More recently, Lou has been photographing up-and-coming bands such as Fat Dog, MADE, Binti Red, and Brian Destiny. He’s constantly on the hunt for undiscovered talent, for the diamonds in the rough. He still regularly visits the Windmill, but his more frequent haunts are the recently opened AMP Studios and Venue MOT. “I’ve got a tendency in my life to love the raw potential of things when they first start, and once things get complicated…even with record labels and licensing deals and all this other sort of stuff, I kind of begin to lose focus. Then I go and find the next new thing. It’s like when I plant things. I plant them and they’re all fine for a bit and then they get eaten by slugs…” he says wryly.
“Certainly, a lot of people have come to (know) a lot of bands by watching my videos. Increasingly I hear that, when I’m out, people come and they know who I am, and they pat me on the back or whatever…That’s great for me…I’m a little bit socially awkward, and that, to a large extent, has been mitigated by the fact that I’ve got this amazing musical family of people that I really love.”

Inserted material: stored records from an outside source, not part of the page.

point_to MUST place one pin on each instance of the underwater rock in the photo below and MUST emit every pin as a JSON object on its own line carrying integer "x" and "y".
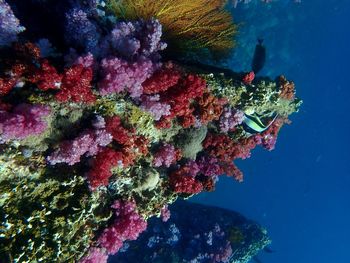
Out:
{"x": 224, "y": 236}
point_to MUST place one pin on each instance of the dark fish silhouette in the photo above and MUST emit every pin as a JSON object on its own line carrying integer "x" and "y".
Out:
{"x": 269, "y": 250}
{"x": 259, "y": 56}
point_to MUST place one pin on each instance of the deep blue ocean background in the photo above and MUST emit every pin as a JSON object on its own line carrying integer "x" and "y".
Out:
{"x": 299, "y": 191}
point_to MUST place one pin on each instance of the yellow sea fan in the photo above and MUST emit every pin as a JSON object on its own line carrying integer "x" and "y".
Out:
{"x": 187, "y": 25}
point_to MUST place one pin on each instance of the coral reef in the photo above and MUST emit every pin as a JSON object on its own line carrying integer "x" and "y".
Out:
{"x": 187, "y": 25}
{"x": 99, "y": 133}
{"x": 224, "y": 236}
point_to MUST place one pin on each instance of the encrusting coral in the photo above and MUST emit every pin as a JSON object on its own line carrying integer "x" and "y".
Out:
{"x": 103, "y": 133}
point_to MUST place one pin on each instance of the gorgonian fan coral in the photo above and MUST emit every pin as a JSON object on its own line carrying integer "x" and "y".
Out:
{"x": 188, "y": 25}
{"x": 98, "y": 132}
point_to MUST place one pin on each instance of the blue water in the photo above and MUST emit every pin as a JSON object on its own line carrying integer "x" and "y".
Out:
{"x": 299, "y": 191}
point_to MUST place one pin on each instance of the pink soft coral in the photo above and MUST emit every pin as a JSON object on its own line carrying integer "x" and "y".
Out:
{"x": 101, "y": 167}
{"x": 152, "y": 105}
{"x": 76, "y": 85}
{"x": 24, "y": 121}
{"x": 95, "y": 255}
{"x": 181, "y": 182}
{"x": 165, "y": 156}
{"x": 127, "y": 226}
{"x": 119, "y": 75}
{"x": 88, "y": 142}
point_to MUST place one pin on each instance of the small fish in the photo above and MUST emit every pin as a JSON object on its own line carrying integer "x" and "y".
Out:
{"x": 259, "y": 56}
{"x": 269, "y": 250}
{"x": 253, "y": 124}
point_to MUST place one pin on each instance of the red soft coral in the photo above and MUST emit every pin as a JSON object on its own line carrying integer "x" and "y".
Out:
{"x": 162, "y": 80}
{"x": 287, "y": 89}
{"x": 76, "y": 85}
{"x": 120, "y": 134}
{"x": 179, "y": 98}
{"x": 210, "y": 108}
{"x": 46, "y": 77}
{"x": 7, "y": 83}
{"x": 102, "y": 165}
{"x": 181, "y": 181}
{"x": 130, "y": 145}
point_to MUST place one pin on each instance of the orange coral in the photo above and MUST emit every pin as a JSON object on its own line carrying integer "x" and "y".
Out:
{"x": 187, "y": 25}
{"x": 287, "y": 89}
{"x": 210, "y": 108}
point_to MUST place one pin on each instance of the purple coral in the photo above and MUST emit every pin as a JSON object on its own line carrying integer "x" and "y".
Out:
{"x": 9, "y": 25}
{"x": 80, "y": 31}
{"x": 132, "y": 40}
{"x": 230, "y": 118}
{"x": 120, "y": 75}
{"x": 152, "y": 105}
{"x": 165, "y": 213}
{"x": 165, "y": 156}
{"x": 88, "y": 142}
{"x": 95, "y": 255}
{"x": 24, "y": 121}
{"x": 127, "y": 226}
{"x": 209, "y": 166}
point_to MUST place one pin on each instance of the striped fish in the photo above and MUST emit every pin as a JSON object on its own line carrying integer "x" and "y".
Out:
{"x": 253, "y": 124}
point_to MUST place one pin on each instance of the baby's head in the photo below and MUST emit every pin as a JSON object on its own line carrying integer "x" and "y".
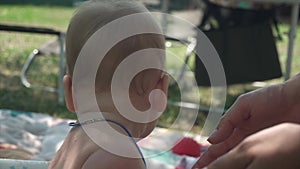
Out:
{"x": 93, "y": 16}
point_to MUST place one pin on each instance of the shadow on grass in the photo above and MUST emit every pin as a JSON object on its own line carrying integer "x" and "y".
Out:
{"x": 16, "y": 97}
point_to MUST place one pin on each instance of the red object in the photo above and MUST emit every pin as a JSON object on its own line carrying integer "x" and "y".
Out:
{"x": 187, "y": 146}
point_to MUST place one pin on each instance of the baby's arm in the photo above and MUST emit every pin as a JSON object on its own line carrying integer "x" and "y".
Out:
{"x": 104, "y": 160}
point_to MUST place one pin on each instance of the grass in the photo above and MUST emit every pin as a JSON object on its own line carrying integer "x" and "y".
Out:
{"x": 15, "y": 47}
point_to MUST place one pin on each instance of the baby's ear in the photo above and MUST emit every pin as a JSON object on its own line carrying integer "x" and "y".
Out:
{"x": 159, "y": 98}
{"x": 68, "y": 92}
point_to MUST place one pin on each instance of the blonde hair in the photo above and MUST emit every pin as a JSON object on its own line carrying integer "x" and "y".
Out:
{"x": 93, "y": 15}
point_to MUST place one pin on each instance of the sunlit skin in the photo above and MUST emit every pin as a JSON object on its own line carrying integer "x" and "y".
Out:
{"x": 268, "y": 116}
{"x": 78, "y": 150}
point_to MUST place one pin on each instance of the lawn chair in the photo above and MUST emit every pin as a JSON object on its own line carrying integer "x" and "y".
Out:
{"x": 56, "y": 47}
{"x": 245, "y": 43}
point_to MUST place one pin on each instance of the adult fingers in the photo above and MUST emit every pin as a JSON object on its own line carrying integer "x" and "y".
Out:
{"x": 236, "y": 115}
{"x": 235, "y": 159}
{"x": 217, "y": 150}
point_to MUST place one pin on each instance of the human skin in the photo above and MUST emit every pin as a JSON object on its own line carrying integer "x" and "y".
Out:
{"x": 276, "y": 147}
{"x": 253, "y": 112}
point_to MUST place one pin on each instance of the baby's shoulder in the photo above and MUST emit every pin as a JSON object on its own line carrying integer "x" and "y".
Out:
{"x": 101, "y": 159}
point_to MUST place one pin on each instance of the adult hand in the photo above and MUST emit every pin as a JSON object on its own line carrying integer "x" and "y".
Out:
{"x": 276, "y": 147}
{"x": 253, "y": 112}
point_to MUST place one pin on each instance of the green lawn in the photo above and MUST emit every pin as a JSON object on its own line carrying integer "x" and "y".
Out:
{"x": 15, "y": 47}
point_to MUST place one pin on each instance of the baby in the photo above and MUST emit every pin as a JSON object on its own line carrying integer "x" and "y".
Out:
{"x": 79, "y": 151}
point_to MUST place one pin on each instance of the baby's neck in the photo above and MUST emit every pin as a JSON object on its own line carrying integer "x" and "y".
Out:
{"x": 137, "y": 130}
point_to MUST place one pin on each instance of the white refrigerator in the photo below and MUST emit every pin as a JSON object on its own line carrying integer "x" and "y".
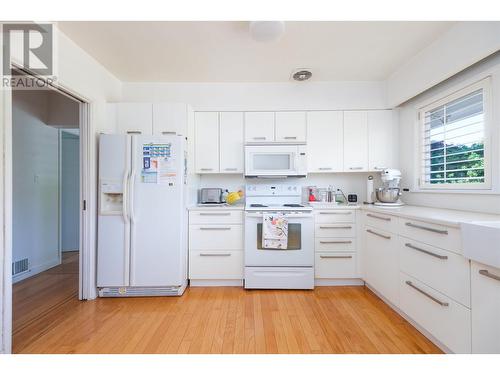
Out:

My conversation with Lou was held a day before the death of Mick Rock. I’d asked Lou if any particular photographers had helped nudge him onto the path; besides an admiration for Vivian Maier, he hadn’t been able to name any specific idols. The night Rock’s death was announced, I got an email from Lou: “At a loss to think of a photographer who inspired me—until he died.” A poignant one-liner from the man who has arguably taken his place as the third eye on the front lines of unfolding rock n’ roll talent.
In 50 years, once the long arm of nostalgia has reached round again, Lou’s photos will very likely be hanging up in the Tate. And so, dear reader, I suggest you invest in some prints. A good photograph is a portal, and COVID-19 has kept us all indoors far too long to suffer windowless houses with only one point of view.